ATDTDA (12): Whatcher missin, Red, 348-351 #1
Paul Nightingale
isreading at btinternet.com
Wed Jul 11 23:47:56 CDT 2007
To RW's party, and "[a] butler or two [bow] them in the door". Cf. the
entrance to Smokefoot's, "to either side of which stood two doormen
splendidly uniformed, living pillars before whose serene inertia one was
either intimidated into moving along or not" (346). RW's butlers are
evidently not intimidating; the girls don't feel out of place here as they
might have done shopping. They have invitations (?) that signify acceptance
in lieu of being easily recognised.
Left alone, Dally finds herself speaking to a "young man" who will remain
nameless (349). As we wait for something spoken, she thinks of the past,
then of the shopping expedition, "the juvenile rag Katie had all but forced
her into buying": a self-conscious moment that leads to her thinking of
"that near-supernatural moment" in the store when she thought she saw Erlys.

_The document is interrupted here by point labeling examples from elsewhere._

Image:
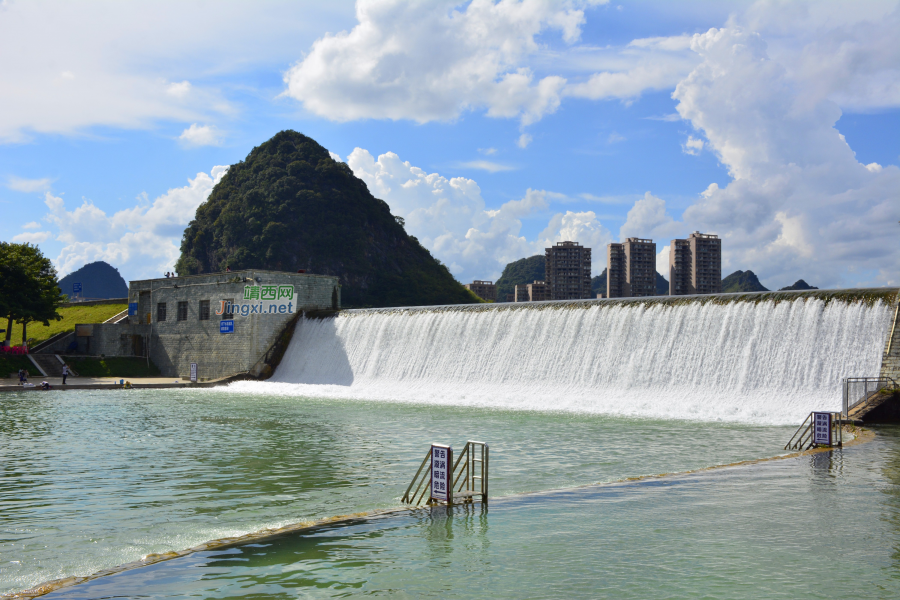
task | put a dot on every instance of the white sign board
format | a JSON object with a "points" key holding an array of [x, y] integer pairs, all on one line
{"points": [[822, 428], [441, 469]]}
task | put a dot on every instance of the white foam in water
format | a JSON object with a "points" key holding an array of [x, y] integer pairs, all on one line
{"points": [[741, 361]]}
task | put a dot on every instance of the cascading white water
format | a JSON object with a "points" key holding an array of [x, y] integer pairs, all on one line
{"points": [[760, 362]]}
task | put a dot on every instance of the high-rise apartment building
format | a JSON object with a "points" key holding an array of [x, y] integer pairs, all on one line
{"points": [[695, 265], [631, 269], [533, 292], [568, 271], [486, 290], [615, 270]]}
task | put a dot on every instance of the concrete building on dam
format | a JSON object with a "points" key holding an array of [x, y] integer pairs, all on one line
{"points": [[226, 323], [695, 265], [568, 271], [631, 269], [532, 292], [486, 290]]}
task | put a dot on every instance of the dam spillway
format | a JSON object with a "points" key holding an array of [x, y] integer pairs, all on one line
{"points": [[756, 358]]}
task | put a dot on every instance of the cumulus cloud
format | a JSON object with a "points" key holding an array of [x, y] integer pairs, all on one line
{"points": [[27, 185], [197, 135], [32, 237], [433, 60], [142, 240], [800, 204], [648, 219], [449, 216], [487, 165], [692, 146]]}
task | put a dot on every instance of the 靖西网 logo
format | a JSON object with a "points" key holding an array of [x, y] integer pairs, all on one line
{"points": [[269, 300]]}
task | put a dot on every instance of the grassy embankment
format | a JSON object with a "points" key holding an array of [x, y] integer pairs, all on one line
{"points": [[12, 364], [123, 366], [70, 316]]}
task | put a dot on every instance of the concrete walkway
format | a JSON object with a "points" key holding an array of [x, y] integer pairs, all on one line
{"points": [[109, 383]]}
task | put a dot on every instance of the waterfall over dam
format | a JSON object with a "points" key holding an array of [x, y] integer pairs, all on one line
{"points": [[755, 358]]}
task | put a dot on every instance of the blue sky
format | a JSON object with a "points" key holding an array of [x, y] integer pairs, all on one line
{"points": [[493, 128]]}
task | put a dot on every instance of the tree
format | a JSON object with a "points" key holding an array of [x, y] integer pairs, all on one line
{"points": [[28, 289]]}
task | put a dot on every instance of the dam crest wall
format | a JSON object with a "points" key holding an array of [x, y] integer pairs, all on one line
{"points": [[766, 357]]}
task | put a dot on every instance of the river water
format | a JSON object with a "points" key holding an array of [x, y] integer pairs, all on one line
{"points": [[573, 402]]}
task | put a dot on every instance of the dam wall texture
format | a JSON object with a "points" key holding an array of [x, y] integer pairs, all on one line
{"points": [[757, 357]]}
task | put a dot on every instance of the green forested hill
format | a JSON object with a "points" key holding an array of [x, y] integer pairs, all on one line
{"points": [[290, 206], [520, 272]]}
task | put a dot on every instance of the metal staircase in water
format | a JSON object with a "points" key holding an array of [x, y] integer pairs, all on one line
{"points": [[467, 480], [804, 438]]}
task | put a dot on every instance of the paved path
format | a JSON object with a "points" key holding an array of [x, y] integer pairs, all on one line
{"points": [[100, 383]]}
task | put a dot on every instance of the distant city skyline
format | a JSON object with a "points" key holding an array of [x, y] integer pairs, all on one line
{"points": [[494, 129]]}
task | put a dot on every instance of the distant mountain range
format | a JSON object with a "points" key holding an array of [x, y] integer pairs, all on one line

She sees his youth, "turned out almost too quietly, as if to advertise his
inexperience", which in turn reminds her of her own "inexperience": he is a
somewhat ghostly figure, who then disappears without warning. She has gone
from acceptance at the door to the possibility of rejection here, the result
of, as she sees it, her dress: she has effectively seen herself in the young
man. Following the sound of the music she then sees, "[u]p by the bandstand,
a good-looking older man in the usual magician's outfit ." (350); and is
then accosted by "one Chinchito, a jumped-up circus midget", whom she can
deal with quite competently. She knows of him by reputation, and recognises
him: he is named in the text whereas the young man must remain anonymous.
Chinchito is a referent who takes her out of the party, to a world she is
more comfortable in: the young man is also a referent, but one who reminds
her of her younger self "in towns passed through long ago" (349). When
meeting Katie she places her in Chillicothe, Ohio: "I've been through there
a couple of times" (337). Hence her past remains as baggage, the
past-in-the-present: cf. her first view of the Chicago cityscape, "the
conglomeration of architectural styles" that give away its history (336).
The young man and ChinChito are similarly juxtaposed: one apparently
sexually experienced, the other apparently not, one commenting on her dress
("Nice outfit", 350), the other inspiring Dally's imagination to an
uncomplimentary judgement ("juvenile rag").